Searches each page of the document for query and returns a row per match with the page number, character offset, matched text, and bounding box in PDF user-space points. Wraps PDFium's FPDFText_FindStart / FPDFText_FindNext family.

Usage

pdf_text_search(
  doc,
  query,
  case_sensitive = FALSE,
  whole_word = FALSE,
  consecutive = FALSE,
  password = NULL
)

Arguments

doc

A pdfium_doc from pdf_doc_open(), or a character path.

query

Single non-empty character string to find. Encoded to UTF-16LE before being handed to PDFium; any character representable in UTF-8 works (including supplementary-plane code points via surrogate pairs).

case_sensitive

If TRUE, only exact-case matches are returned. Default FALSE (case-insensitive ASCII letters; PDFium does not promise case folding for non-ASCII letters).

whole_word

If TRUE, the match must be bounded by word-break characters (whitespace / punctuation) on both sides. Default FALSE.

consecutive

If TRUE, after a match the next search resumes immediately after the match end; if FALSE (default), PDFium skips ahead by one character before searching again, so overlapping matches are not reported.

password

Optional password for encrypted PDFs when doc is a path. Ignored when doc is already an open pdfium_doc.

Value

A tibble with one row per match and columns:

  • page (integer, 1-based)

  • match_index (integer, 1-based within page)

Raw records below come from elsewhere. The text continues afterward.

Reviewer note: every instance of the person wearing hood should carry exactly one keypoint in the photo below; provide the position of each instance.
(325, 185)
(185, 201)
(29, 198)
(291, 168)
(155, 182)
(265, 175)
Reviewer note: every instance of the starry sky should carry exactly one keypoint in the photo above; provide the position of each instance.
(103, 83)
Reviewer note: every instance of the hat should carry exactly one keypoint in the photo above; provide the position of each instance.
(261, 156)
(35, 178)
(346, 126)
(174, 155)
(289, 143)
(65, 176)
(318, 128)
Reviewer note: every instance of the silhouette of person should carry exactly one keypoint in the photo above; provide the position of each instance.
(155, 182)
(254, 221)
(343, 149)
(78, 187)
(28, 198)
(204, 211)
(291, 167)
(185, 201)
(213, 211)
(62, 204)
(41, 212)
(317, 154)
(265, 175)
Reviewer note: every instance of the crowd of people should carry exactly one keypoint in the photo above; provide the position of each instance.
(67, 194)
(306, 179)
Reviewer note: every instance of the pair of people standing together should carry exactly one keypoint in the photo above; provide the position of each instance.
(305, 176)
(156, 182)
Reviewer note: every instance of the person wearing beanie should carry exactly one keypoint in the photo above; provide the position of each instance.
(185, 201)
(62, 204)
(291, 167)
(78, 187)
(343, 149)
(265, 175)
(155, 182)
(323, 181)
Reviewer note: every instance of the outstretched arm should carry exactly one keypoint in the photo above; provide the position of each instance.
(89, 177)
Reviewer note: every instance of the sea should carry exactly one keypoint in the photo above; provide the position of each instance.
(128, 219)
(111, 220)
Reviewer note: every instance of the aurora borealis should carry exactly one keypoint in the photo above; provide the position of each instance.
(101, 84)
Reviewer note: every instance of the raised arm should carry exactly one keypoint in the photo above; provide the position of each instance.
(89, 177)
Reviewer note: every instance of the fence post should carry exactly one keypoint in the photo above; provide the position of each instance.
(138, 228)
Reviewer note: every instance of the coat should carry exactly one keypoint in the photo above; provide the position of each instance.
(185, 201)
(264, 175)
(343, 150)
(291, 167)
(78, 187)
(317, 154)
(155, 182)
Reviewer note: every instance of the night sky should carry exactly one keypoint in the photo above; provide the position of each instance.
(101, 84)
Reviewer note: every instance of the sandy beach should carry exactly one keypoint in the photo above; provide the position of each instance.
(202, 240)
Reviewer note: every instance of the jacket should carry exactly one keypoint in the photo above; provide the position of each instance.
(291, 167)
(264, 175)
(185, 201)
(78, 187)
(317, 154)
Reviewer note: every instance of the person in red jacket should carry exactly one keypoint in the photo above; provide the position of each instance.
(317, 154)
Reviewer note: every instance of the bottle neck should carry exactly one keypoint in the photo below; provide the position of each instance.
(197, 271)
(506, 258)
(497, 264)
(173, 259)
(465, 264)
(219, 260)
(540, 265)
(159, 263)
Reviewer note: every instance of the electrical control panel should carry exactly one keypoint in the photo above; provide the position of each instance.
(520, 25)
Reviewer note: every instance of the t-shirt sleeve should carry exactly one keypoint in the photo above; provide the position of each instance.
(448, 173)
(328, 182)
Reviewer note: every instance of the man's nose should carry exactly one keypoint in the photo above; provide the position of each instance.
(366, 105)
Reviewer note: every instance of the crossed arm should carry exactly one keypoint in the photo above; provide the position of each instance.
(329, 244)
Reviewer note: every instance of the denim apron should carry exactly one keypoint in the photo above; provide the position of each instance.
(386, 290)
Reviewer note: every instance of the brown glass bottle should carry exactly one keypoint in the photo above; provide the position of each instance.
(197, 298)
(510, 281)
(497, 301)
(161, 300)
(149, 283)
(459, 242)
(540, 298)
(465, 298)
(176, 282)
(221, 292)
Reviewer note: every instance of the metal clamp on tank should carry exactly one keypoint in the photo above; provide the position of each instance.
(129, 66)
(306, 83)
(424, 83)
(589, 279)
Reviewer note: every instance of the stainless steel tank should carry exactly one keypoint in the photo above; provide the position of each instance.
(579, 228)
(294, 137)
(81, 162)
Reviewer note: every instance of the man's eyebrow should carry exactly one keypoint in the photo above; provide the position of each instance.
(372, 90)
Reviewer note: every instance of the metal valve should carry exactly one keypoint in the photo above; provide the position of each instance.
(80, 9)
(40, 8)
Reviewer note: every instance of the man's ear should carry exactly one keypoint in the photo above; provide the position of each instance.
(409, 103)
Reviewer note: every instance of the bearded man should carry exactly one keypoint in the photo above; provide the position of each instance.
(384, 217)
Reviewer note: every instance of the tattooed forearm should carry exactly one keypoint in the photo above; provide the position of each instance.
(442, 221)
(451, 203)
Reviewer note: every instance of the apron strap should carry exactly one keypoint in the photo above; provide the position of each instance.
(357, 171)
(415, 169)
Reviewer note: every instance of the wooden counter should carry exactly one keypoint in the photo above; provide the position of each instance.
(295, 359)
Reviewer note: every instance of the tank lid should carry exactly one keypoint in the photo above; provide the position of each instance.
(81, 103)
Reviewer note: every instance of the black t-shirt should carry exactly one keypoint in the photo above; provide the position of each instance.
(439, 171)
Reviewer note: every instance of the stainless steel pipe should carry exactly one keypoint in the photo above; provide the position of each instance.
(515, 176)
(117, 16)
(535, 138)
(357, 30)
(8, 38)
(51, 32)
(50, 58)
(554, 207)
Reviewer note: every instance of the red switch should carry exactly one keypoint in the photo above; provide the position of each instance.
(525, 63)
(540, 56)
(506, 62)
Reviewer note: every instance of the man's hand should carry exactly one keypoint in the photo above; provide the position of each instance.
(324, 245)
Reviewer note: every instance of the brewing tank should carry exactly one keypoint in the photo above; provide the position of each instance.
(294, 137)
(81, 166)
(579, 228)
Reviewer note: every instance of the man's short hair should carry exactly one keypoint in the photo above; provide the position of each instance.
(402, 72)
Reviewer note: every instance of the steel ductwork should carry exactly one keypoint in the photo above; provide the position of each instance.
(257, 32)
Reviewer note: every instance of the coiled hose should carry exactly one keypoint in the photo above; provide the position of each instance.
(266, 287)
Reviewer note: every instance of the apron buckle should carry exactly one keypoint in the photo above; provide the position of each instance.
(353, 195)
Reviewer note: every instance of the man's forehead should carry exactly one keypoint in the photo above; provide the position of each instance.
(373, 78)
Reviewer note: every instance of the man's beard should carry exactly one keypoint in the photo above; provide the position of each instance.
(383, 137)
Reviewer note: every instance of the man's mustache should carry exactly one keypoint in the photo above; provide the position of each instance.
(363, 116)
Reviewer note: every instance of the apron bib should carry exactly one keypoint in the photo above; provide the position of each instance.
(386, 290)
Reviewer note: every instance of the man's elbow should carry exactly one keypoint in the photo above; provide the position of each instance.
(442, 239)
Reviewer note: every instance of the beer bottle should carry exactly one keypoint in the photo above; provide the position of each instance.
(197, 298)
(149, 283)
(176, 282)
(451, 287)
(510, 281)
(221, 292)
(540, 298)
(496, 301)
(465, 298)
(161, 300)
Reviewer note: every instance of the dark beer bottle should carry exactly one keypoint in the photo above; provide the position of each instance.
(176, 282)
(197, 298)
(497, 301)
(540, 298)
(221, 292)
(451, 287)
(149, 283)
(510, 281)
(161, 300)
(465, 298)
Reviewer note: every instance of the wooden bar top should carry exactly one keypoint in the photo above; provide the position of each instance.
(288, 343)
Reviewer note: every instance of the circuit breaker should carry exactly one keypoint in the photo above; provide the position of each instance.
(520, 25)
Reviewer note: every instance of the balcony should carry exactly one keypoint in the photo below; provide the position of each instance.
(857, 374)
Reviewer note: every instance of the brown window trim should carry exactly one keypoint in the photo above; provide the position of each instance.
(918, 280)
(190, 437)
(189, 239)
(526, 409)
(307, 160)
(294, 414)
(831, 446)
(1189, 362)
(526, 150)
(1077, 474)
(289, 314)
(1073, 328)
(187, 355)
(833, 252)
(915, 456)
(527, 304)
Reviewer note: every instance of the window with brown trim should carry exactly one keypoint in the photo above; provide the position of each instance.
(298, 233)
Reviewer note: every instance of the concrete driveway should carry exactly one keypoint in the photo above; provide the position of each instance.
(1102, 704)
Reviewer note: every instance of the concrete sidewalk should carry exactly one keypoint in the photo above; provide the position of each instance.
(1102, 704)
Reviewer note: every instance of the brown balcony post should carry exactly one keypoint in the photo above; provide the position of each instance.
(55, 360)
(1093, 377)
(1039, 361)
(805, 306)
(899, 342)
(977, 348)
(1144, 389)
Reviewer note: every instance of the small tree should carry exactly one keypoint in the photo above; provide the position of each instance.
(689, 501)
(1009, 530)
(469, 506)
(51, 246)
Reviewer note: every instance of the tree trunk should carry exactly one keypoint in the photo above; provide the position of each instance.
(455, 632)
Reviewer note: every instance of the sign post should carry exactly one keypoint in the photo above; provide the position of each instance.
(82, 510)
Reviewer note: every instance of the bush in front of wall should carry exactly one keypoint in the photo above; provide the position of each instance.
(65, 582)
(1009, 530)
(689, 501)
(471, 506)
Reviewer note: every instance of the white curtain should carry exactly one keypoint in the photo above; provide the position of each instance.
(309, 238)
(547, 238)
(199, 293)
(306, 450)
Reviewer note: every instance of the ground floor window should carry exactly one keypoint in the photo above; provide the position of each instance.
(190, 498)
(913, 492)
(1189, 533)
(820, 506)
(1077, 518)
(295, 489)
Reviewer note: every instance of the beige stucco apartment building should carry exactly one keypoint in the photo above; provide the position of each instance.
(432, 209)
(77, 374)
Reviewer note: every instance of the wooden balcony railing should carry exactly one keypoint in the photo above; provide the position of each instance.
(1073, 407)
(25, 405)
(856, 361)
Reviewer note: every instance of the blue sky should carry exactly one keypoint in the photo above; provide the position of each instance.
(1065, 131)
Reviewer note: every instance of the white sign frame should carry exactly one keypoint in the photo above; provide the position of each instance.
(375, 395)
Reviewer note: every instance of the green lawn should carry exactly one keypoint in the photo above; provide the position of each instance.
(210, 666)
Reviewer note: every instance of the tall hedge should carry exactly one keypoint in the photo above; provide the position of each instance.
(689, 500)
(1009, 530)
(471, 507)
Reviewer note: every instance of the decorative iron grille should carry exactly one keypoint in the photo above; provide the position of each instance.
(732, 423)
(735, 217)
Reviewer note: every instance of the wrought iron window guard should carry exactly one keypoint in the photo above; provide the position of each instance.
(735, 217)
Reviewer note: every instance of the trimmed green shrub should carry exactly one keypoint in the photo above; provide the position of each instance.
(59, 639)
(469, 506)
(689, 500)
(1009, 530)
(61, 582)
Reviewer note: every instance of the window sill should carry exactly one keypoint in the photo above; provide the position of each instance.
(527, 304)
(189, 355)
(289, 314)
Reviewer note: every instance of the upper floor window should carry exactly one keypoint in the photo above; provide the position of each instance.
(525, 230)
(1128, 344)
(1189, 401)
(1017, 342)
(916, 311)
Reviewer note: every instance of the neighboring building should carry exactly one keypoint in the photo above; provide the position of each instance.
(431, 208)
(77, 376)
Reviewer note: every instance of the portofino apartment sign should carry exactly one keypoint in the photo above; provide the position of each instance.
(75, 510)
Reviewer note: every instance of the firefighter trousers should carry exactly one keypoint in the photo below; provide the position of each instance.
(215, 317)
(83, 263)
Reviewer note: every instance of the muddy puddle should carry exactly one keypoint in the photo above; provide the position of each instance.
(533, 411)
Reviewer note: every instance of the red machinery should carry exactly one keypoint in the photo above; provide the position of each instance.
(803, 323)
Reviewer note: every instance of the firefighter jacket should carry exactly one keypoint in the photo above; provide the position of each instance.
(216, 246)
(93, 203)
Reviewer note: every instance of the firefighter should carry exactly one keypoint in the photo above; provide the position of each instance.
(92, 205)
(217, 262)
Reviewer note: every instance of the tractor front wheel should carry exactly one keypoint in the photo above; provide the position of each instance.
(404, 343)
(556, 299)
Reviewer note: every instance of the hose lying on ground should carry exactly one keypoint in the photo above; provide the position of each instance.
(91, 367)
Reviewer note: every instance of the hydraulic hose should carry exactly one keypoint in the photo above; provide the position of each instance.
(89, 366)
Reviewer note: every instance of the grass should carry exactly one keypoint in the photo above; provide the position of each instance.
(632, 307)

  • start_char (integer, 0-based character offset on the page)

  • char_count (integer, number of characters in the match)

  • text (character, the matched substring, UTF-8)

  • left, bottom, right, top (numeric, axis-aligned union of the matched characters' bounding boxes in PDF user-space points; NA when PDFium reports no bounds, which can happen for glyphs without a positioned origin)

The tibble has zero rows when no matches are found. Column types are stable across the zero-row and non-zero-row cases.

Details

Match indexing is character-based: PDFium's text page is an indexable sequence of glyph-derived characters in reading order, and start_char is the 0-based offset of the first matched character on that page. The same offset can be cross-referenced against pdf_text_chars() output if you need per-character bounds rather than per-match bounds.

Multi-line matches (where the matched text wraps across lines) are reported as a single row whose bounding box is the axis-aligned union of every contributing character's bounding box. If you need one rectangle per line for highlighting, expand each row by iterating pdf_text_chars() over start_char:(start_char + char_count - 1).

See also

pdf_doc_text() for whole-page text, pdf_text_runs() for per-text-object structure, pdf_text_chars() for per-character positions.

Examples

fixture <- system.file("extdata", "fixtures", "unicode.pdf",
  package = "pdfium"
)
if (nzchar(fixture)) {
  pdf_text_search(fixture, "Hello")
  pdf_text_search(fixture, "WORLD", case_sensitive = FALSE)
}
#> # A tibble: 1 × 9
#>    page match_index start_char char_count text   left bottom right   top
#>   <int>       <int>      <int>      <int> <chr> <dbl>  <dbl> <dbl> <dbl>
#> 1     1           1          7          5 world  129.   137.  158.  146.